The fight in Washington over Mr. Biden’s plans is a continuation of a battle that began under President Donald J. Trump, who signed a $1.5 trillion tax cut package into law in 2017. Democrats successfully portrayed the cuts as benefiting the rich, and they never reached the kind of public popularity that Republican leaders envisioned. Republicans largely abandoned plans to focus on the tax cuts during the 2018 midterm election campaigns.

“There were far more Democratic ads about it than there were Republican ads,” said Geoff Garin, a Democratic pollster.

In many ways, those tax cuts have given Mr. Biden an opportunity, Mr. Garin said.

“When Biden talks about the corporate tax rate, he frames it in the context of rolling back the 2017 corporate tax cut as opposed to an out-of-the-blue increase on corporations,” he said. “It’s clear from polling that when you provide the context of the 2017 corporate tax cut, which most voters feel was excessive and wasteful, support for the Biden proposal goes even higher.”
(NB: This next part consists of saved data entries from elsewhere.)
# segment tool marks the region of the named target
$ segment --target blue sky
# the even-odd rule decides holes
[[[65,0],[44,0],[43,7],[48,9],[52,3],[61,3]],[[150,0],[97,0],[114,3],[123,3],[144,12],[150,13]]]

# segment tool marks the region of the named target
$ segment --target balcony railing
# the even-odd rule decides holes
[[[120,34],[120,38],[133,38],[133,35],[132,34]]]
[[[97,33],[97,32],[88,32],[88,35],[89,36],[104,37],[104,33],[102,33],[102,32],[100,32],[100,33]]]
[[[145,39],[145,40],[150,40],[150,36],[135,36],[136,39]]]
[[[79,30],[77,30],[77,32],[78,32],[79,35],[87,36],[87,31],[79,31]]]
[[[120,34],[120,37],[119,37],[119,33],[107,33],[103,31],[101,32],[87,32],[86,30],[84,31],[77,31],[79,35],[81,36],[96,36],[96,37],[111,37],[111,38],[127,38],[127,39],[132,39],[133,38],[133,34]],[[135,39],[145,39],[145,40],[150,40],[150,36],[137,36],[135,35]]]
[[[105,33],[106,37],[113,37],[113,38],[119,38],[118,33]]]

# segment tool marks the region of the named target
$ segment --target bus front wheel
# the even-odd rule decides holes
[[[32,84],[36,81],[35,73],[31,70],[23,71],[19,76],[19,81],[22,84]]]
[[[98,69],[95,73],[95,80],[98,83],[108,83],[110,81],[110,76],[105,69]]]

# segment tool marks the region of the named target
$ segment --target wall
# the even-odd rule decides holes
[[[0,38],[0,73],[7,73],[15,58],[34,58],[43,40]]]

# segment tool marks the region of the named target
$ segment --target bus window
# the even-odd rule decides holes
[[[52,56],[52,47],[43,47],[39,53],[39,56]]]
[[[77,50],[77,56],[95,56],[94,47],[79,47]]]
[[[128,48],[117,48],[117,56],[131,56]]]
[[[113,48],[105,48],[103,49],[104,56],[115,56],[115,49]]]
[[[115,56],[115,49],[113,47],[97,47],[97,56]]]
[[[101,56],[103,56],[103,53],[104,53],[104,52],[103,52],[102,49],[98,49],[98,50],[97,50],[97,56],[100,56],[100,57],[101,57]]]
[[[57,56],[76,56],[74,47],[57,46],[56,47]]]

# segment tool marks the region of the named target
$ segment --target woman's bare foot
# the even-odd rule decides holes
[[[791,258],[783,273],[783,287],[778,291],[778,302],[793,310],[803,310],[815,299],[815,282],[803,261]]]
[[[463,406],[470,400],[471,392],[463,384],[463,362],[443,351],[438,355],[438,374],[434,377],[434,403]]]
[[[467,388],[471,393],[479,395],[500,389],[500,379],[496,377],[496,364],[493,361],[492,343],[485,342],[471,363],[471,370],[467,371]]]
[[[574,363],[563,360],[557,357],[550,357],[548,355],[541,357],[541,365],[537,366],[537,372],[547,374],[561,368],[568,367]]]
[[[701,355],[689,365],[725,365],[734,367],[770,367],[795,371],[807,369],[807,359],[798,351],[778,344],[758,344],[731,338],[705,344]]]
White House officials also cite the 2017 law in explaining their aggressive stance on the tax issue. “The pandemic laid bare huge inequalities in this country,” said Anita Dunn, a senior White House adviser. “Even before, the 2017 tax cut was very unpopular.”

In memos to lawmakers on Capitol Hill and political allies obtained by The New York Times, Ms. Dunn outlined how raising taxes appeared to be a winning political issue for the president. She noted a Fox News poll from April that showed 56 percent of respondents favored paying for infrastructure plans by increasing the tax rate on businesses and corporations. And she flagged a Washington Post poll from last month that showed 58 percent of respondents supported raising the corporate tax rate to 28 percent.

In a second memo, she noted that some tax increases on the wealthy were even supported by a majority of Republican voters.

Republicans and business groups have responded by mounting a renewed defense of Mr. Trump’s tax cuts, casting them as the primary driver of economic growth in 2018 and 2019. Growth accelerated in the first year after the cuts were passed, but it decelerated in 2019, as many analysts had predicted when the cuts were approved.

Mr. Biden went out of his way on Wednesday to criticize Mr. Trump’s tax cuts and make the case that money raised from high earners would be better spent helping middle-class workers.

While Presidents Barack Obama and Bill Clinton both raised taxes on the wealthy, neither pitched their plans with the zeal Mr. Biden has employed in selling his proposals to raise the corporate tax rate, to force multinational companies to pay more to the U.S. government, and to increase income and capital gains taxes for very high earners.

“Nobody likes the tax increases,” Mr. Clinton said in an address to Congress in 1993, while unveiling his plan to raise the top marginal income tax rate for high earners.

Mr. Obama portrayed his tax increases as ending something instituted by his Republican predecessor, George W. Bush, rather than ushering in a new increase.

“It’s time to let the tax cuts for the wealthiest Americans — folks like myself — expire,” Mr. Obama said in 2012. “And, by the way, I might feel differently — because it’s not like I like to pay taxes — I might feel differently if we were still in surplus. But we’ve got this huge deficit.